Back in June 2005, Maddon was a coach under Angels skipper Mike Scioscia when something similar happened to one of his relievers against the same Nationals team. Frank Robinson, then the Nats' manager, was told by disgruntled former Angel Jose Guillen that Brendan Donnelly used pine tar in his glove, and Robinson told the umps, leading to Donnelly's ejection and an eventual eight-game suspension.
That sparked a heated, benches-emptying, on-field exchange between the two managers. Peralta, ironically enough, was a rookie with the Angels at the time.
On Tuesday, Maddon accused Johnson of being "cowardly" for telling umpires Peralta had pine tar in his glove, calling the act "bush" and "insider trading" because Peralta was a reliever for the Nationals in 2010.
Asked about the situation Wednesday, Scioscia didn't take much issue with Johnson bringing the issue to the umpires' attention.
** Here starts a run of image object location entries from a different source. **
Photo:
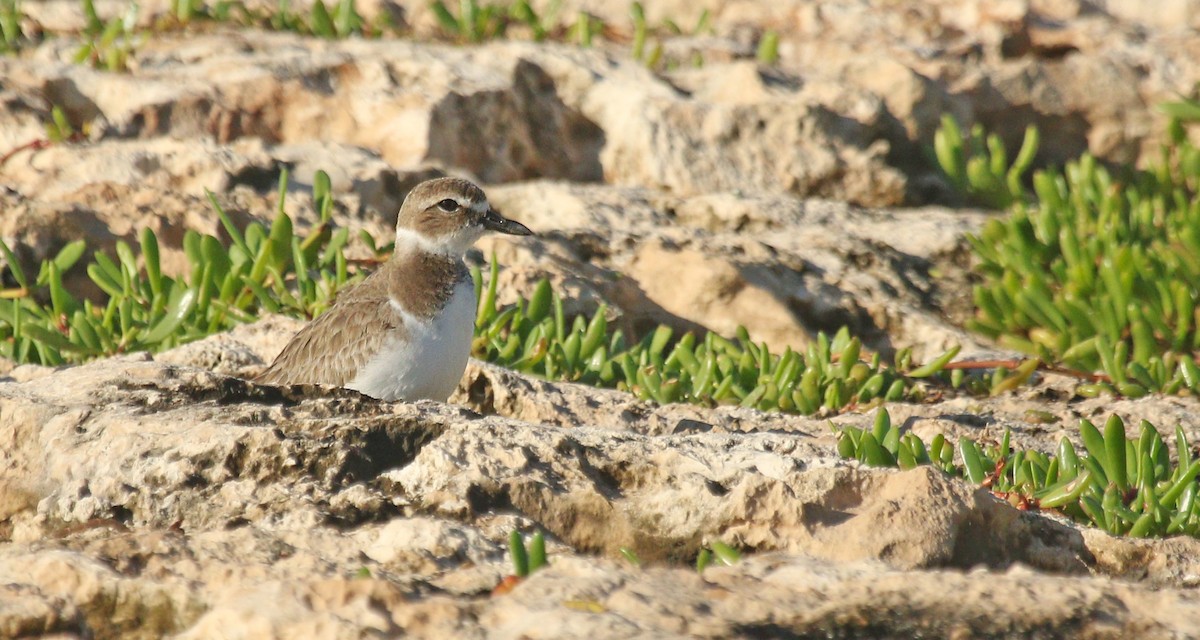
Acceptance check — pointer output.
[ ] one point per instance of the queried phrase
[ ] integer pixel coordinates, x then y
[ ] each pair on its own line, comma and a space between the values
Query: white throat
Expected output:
453, 245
He's done it himself with pitchers he's suspected of using sandpaper, which was falsely alleged of Donnelly in the '05 incident.
But he believes the substance itself doesn't provide much of an advantage.
"And I don't think hitters have much of an issue with it, especially when it's cold or guys are really sweaty or it's wet," said Scioscia, who's on Bud Selig's special committee for on-field matters. "It doesn't change the flight of the ball. It's in the rules, and obviously you have to abide by what's in the rules. It's like getting pulled over for going 66 mph in a 65 mph zone."